Erwartungsgemäß verlor Dr. Hambusch den Prozess. Zur selbst gewählten Berufung erschien er ebensowenig wie zu Gesprächen über den Wiedereinstieg in die Förderverträge. Gleichzeitig beklagte er den Kooperationsmangel der Behörden. Die Sanierungsgenehmigung verlor er, und während das Bezirksamt noch im Herbst 1996 versicherte, nie einen Abrissantrag bekommen zu haben, fragte Dr. Hambusch nach dessen Bearbeitungsstand. Jahrelang zahlte er weder Baufirmen noch Behörden jene Gelder zurück, die das Sanierungverfahren bereits gekostet hatte. Erst nachdem 1999 die Husemannstraße 28 zweimal zur Zwangsversteigerung ausgeschrieben wurde, überwies Dr. Hambusch jeweils kurz zuvor die Beträge. Für die verbliebenen Bewohner aber wurde das Leben im Haus immer unzumutbarer. Reparaturen gab es gar keine mehr, das Dach schimmelte, Einfrierungen im Winter blieben unbehoben. Dann fehlten WCs und Türen, bald auch mal Wasser, mal Strom, Briefkästen waren zerstört. Schließlich ließ der Besitzer neue Torschlösser einbauen. Die Mieter suchten sich Ausweichquartiere, aber nutzten und bezahlten doch, gemindert, ihre Wohnungen weiter. Beträchtliche Betriebskostenguthaben behielt der Rechtsanwalt ein, und als ein Mieter sie kürzlich einforderte, antwortete ihm Dr. Hambusch mit einer Räumungsklage. Ende April soll sie verhandelt werden.

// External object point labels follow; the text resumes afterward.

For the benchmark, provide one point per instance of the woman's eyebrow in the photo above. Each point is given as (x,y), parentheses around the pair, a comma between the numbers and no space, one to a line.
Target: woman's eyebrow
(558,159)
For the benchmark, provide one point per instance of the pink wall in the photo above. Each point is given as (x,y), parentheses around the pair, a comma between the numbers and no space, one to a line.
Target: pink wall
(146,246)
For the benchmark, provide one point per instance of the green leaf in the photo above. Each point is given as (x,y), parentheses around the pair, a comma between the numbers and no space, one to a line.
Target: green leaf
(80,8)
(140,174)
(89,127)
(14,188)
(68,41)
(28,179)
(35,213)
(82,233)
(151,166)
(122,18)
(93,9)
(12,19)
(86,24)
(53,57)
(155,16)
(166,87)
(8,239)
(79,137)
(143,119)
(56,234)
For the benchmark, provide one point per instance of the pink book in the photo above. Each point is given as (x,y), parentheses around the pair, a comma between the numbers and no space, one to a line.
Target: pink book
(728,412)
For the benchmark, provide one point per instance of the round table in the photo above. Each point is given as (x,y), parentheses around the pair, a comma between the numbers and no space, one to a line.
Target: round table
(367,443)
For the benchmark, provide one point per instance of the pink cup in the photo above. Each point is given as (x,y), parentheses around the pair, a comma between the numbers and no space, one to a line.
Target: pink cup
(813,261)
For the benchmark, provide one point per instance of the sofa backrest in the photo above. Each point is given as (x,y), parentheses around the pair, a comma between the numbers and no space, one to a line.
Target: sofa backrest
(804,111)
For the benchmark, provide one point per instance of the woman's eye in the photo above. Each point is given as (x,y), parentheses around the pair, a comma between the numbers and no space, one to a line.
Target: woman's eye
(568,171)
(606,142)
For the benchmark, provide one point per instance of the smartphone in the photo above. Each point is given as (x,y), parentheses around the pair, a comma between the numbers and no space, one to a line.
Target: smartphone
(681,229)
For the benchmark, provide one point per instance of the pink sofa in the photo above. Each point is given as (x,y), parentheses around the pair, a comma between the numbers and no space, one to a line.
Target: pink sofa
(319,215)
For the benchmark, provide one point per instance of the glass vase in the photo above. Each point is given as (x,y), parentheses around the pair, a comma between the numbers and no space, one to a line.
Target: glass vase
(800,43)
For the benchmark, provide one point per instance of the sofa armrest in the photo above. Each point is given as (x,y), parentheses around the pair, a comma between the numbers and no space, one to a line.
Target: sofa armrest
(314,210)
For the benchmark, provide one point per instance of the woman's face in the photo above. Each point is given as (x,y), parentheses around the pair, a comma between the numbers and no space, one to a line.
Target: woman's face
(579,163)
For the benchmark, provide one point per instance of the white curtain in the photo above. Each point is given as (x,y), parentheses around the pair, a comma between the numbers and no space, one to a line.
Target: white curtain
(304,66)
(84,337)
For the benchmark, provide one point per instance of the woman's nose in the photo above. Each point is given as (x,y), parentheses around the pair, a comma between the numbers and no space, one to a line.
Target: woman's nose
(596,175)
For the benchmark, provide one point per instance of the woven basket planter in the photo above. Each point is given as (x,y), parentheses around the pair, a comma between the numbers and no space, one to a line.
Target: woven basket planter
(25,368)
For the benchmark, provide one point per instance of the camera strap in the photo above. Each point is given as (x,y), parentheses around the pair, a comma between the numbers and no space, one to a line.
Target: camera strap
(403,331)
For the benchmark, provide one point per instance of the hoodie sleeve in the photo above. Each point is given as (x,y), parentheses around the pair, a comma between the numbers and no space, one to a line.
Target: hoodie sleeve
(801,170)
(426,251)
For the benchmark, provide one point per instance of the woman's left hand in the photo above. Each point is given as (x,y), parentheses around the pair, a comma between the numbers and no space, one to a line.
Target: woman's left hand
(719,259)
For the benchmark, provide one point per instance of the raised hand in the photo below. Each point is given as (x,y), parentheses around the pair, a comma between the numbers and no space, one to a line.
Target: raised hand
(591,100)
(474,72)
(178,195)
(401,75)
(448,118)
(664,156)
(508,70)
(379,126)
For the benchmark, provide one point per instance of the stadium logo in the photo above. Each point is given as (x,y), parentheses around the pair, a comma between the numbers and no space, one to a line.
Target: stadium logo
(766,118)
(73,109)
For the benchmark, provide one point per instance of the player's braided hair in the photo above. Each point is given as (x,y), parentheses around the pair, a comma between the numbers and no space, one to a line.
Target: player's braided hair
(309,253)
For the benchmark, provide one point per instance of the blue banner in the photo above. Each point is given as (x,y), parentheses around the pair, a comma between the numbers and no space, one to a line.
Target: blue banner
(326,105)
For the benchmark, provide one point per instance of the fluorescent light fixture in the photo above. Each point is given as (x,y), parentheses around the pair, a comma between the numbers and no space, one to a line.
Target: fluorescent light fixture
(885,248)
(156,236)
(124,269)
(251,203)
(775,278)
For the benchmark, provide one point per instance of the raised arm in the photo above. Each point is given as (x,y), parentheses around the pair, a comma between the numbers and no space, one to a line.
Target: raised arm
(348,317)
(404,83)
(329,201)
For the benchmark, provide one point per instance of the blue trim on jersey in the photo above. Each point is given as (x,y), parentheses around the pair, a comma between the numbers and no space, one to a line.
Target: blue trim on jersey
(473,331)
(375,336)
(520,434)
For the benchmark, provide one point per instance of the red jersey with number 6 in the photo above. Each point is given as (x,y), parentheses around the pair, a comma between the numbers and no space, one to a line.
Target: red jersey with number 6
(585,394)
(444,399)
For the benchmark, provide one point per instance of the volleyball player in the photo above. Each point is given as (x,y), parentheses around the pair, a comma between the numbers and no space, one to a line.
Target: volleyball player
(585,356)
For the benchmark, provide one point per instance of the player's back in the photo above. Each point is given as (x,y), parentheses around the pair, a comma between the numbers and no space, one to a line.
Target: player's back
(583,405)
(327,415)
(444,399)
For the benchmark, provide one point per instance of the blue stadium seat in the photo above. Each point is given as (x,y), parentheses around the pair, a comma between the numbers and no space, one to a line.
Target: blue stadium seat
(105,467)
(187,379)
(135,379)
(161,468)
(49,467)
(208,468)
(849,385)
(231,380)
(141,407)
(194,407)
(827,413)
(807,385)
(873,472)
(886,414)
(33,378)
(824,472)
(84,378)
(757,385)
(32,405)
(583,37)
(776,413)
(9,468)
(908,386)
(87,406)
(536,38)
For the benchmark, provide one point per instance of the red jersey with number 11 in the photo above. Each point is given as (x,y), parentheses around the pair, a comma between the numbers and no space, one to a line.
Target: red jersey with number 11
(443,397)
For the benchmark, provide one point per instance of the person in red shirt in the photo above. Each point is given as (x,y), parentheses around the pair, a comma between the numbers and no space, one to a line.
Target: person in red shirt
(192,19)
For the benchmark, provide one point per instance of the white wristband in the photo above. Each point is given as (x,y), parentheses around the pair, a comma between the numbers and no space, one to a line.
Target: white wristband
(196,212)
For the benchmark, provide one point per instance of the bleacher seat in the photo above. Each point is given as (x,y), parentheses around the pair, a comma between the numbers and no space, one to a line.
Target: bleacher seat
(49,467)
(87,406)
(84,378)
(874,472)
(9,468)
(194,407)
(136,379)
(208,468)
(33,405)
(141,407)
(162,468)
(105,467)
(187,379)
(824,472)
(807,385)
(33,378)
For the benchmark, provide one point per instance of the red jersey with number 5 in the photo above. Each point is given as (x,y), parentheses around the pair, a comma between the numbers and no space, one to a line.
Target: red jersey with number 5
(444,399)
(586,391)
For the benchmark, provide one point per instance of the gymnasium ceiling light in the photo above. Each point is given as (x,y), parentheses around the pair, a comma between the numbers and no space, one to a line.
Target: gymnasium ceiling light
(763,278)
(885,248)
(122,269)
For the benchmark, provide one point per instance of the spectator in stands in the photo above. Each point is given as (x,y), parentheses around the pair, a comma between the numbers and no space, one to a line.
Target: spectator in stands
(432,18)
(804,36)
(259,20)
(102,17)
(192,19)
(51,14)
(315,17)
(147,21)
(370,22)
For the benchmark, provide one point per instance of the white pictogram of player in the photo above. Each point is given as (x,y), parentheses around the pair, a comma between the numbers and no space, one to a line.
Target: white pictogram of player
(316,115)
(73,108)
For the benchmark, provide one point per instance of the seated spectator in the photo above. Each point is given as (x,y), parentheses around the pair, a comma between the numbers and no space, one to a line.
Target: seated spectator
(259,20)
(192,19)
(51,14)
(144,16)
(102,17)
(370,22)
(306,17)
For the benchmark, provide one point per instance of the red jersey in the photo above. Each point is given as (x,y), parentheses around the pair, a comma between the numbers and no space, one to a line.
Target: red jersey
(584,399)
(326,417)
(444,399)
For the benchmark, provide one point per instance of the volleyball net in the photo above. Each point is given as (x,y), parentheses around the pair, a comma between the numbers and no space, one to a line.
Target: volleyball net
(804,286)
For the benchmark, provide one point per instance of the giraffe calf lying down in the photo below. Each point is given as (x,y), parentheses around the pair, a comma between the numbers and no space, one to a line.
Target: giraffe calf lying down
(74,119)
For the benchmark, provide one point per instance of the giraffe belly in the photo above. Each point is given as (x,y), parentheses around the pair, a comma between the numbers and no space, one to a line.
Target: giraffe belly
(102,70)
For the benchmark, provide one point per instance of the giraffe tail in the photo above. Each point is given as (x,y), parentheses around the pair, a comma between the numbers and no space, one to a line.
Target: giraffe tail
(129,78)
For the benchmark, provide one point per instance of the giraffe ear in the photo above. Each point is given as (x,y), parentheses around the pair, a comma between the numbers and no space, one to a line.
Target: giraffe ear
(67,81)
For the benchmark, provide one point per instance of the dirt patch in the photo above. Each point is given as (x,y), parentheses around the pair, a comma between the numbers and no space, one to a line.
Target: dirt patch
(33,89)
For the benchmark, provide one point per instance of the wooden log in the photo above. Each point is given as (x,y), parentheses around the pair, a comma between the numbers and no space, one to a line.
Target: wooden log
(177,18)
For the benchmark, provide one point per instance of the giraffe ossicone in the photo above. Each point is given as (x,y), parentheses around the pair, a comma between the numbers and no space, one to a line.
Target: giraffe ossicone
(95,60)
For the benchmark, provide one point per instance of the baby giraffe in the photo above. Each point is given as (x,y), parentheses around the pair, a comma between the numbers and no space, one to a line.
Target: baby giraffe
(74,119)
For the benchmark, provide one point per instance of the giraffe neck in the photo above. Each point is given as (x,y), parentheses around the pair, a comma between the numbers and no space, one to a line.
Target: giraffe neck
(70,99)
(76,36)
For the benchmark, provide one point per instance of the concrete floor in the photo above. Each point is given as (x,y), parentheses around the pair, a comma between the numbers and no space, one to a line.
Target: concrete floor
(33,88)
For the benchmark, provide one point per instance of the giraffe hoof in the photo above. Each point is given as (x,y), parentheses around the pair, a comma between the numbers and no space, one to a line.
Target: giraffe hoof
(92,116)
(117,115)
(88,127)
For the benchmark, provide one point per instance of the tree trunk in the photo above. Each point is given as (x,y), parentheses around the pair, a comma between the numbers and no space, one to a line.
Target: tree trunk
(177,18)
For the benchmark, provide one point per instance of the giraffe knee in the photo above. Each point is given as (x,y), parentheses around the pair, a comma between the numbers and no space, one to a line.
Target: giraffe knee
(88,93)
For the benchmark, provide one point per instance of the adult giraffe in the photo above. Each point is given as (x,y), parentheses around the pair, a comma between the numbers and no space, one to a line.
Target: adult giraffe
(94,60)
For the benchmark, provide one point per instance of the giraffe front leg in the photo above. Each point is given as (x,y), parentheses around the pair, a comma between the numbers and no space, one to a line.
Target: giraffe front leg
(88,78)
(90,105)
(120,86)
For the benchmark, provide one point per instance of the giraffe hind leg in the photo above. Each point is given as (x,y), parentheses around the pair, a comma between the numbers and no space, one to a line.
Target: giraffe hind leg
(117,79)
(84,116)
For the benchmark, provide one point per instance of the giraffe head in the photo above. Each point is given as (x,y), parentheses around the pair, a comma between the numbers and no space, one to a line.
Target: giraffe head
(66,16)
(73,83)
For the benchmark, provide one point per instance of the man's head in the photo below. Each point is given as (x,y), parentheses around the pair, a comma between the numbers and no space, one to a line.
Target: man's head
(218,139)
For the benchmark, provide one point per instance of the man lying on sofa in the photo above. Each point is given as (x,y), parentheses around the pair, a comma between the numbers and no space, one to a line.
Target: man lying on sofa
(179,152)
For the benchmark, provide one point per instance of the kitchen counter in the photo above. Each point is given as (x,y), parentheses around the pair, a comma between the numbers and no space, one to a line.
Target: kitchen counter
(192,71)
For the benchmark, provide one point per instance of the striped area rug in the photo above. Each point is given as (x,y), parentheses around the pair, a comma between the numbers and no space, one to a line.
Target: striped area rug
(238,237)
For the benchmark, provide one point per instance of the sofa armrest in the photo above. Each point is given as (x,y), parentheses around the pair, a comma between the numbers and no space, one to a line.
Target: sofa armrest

Doch noch zur "Pisshütte" verkommen

Seit November 1999 nimmt der Rechtsanwalt nun einen neuen Anlauf zur wirtschaftlichen Verwertung seines Hauses. Mit seinen Antrag auf Privatmodernisierung kam er der Leerstandsbeseitigungsanordnung des Bezirksamtes eben zuvor. Die fehlende Baugenehmigung will er vor Gericht erwirken und versichert dabei, es gäbe keinerlei Mieter mehr. Auch alle Subunternehmer und Bauarbeiter erhielten diese Information. Mitte März fanden die Mieter ihre Wohnungen brutal aufgebrochen, zum Teil fehlten Instrumente und teure Literatur. Den kurz zuvor verordneten Baustopp versucht das Bezirksamt seither zu kontrollieren - nahezu vergeblich. Während es nur noch die Hofberäumung erlaubte, holten die Arbeiter den Schutt weiter aus dem Haus, wo Schornsteine und Dielen, Stuck, Fensterfassungen und Zwischenwände schon herausgerissen sind. Der Baumüll auf dem Hof wechselt so einfach. Im Hinterhaus aber wird derweil der Metall- und Holzschutt abgelagert. Es sieht nun schlimmer aus als 1989. Im Besitz von Dr. Hambusch ist es doch noch zur "Pisshütte" verkommen. Und der Rechtsanwalt weiß: Zeit und Wetter spielen für ihn, möge das Recht auch gegen ihn sein. Eines Tages wird der Abriss unausweichlich. Selbst nach Sanierungsregeln.